Home Away from Home
Warning: memoir material ahead
I had one of those creepy, sappy moments last night that I always wince at when I hear from someone else. However, it left me with a warm contentedness—something that usually only a Xanax and two whiskeys will do for me before I get on a flight—so I felt it was worth relating.
I was sitting on the Metro, returning from Heliopolis, staring out the window at the city rolling by and suddenly felt completely at home. This came as a shock to me because I’ve been here for a while and it doesn’t often take me very long to acclimate, but there it was.
I’m not talking about some weird sort of assimilation. I can’t really assimilate here. Or maybe I won’t. I don’t know. It involves too much compromise. What I can do is live here, by my groceries at the local places, speak Arabic in an attempt to increase fluency, and learn from everything I see and hear.
I think I just finally, about two weeks before I am set to depart for the States for the summer, realized that I live here now. I think that it may have something to do as well with increasingly solid plans to return and live here for a few more years in the fall.
Back to the feeling, though.

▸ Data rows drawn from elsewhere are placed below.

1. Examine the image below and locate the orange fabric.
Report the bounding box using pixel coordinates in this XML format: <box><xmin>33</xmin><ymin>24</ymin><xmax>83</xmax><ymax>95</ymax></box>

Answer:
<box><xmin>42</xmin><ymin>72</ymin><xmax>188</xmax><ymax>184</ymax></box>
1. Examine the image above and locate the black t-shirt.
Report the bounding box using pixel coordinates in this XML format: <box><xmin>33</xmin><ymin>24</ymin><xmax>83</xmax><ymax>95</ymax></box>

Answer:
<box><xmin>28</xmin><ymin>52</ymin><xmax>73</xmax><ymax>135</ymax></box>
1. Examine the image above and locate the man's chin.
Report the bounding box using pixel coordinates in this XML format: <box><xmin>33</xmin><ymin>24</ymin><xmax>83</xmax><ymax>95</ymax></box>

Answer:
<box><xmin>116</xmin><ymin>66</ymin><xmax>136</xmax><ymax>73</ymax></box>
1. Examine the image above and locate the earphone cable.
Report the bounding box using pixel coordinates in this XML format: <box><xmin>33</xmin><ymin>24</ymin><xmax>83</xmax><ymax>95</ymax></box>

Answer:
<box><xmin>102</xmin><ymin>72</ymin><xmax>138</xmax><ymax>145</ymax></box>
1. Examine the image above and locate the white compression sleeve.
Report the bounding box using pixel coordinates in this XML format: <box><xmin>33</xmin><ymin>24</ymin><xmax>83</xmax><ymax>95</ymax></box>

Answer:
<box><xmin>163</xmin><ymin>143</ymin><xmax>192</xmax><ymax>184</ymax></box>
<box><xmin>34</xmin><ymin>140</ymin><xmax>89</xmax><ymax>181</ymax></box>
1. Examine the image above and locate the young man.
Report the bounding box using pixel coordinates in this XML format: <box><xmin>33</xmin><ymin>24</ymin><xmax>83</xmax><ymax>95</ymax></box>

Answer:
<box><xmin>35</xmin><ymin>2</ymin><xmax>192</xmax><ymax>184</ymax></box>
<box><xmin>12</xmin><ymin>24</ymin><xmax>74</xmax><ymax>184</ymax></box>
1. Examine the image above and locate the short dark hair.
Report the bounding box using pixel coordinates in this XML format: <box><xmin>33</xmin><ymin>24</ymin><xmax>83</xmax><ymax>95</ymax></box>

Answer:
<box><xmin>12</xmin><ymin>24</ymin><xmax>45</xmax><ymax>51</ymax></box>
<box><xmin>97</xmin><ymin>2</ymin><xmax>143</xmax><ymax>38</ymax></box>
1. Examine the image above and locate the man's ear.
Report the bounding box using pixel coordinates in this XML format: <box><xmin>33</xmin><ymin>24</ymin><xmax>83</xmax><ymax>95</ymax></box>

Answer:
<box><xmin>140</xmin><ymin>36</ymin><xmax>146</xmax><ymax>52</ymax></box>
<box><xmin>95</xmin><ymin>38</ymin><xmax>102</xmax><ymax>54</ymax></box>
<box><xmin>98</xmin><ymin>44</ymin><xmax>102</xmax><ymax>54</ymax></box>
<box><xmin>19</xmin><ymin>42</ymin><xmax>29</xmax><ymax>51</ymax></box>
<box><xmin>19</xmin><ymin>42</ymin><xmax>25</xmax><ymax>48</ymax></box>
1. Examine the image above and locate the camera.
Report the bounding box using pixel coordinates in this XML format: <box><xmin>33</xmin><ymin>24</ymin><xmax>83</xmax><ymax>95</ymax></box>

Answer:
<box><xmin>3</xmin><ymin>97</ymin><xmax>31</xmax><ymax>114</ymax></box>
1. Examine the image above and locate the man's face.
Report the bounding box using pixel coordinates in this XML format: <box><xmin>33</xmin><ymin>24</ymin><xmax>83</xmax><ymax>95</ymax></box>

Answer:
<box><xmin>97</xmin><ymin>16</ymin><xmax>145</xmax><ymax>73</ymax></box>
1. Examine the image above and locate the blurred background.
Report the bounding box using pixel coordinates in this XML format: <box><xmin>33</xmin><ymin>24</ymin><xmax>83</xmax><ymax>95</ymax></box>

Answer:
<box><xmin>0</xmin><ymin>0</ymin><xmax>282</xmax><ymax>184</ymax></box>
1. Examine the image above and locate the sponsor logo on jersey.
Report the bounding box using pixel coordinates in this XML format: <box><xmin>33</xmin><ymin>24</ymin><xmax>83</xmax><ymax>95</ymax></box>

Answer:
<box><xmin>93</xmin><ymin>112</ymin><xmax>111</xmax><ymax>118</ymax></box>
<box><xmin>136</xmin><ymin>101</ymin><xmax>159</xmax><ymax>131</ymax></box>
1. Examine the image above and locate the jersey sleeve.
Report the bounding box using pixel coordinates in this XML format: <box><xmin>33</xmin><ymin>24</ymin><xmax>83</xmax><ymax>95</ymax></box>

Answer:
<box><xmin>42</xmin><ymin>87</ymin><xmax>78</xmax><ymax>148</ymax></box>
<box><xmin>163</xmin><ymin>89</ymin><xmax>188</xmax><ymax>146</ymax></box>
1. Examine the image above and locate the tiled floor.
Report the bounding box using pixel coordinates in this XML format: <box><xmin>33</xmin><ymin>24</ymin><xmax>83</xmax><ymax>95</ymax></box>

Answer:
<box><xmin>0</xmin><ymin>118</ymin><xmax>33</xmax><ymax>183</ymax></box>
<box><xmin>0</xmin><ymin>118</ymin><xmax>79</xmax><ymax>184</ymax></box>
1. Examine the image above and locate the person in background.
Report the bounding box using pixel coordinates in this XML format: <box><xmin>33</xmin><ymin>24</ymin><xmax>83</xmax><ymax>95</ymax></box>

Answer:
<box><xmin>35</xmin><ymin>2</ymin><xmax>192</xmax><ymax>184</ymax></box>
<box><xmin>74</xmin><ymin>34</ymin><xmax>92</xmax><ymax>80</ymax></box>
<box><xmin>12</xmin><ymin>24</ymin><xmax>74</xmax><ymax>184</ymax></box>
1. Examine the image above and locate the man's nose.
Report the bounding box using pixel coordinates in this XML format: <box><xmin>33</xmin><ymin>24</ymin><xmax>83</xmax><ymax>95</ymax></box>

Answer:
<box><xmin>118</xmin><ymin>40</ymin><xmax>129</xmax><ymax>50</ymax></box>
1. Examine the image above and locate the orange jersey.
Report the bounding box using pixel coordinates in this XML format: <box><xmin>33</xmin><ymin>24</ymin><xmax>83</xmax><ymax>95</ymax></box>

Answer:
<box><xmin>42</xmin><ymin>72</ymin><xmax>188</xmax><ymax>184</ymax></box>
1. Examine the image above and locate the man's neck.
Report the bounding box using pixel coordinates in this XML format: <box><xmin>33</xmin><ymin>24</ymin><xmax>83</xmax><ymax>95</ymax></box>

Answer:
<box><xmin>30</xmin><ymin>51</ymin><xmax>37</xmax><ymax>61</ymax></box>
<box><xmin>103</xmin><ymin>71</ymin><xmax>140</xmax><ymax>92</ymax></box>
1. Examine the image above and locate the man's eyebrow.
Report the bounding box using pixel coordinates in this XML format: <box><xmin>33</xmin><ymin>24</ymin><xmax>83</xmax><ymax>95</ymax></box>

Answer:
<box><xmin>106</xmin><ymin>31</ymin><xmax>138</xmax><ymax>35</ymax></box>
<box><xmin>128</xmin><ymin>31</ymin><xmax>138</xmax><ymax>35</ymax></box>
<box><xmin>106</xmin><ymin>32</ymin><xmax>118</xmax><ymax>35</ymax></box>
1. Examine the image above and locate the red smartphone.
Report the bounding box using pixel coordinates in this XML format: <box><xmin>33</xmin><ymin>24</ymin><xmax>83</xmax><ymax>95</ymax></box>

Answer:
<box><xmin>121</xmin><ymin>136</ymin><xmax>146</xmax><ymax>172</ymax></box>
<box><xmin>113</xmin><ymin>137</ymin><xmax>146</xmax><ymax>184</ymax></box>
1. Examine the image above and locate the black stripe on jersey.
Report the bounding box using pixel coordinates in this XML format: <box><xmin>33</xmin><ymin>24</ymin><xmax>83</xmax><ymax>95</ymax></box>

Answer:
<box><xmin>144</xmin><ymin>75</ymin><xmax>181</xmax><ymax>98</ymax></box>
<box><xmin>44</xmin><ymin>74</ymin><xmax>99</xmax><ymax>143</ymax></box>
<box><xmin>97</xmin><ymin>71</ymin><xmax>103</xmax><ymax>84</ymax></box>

It wasn’t like anything suddenly made sense or that I understood something new. It was just the utter normalcy and mundanity of that situation: I was exhausted, and just brain-off gazing out the window at recognizable buildings in familiar parts of the city. I suppose that this is when I should know that I have finally arrived, right?
Just when your marriage, job, academic course, mode of artistic expression, home, etc. becomes a little bit boring, THAT is when you know that it is actually working. When the new-puppy feeling wears off, that is when you have what you really want. Unless, of course, you are the type who wants to always feel like you are experiencing something new and different.
I am not. I prefer the boring train-rides to the helter-skelter variety. They stay on the tracks and you know the stops.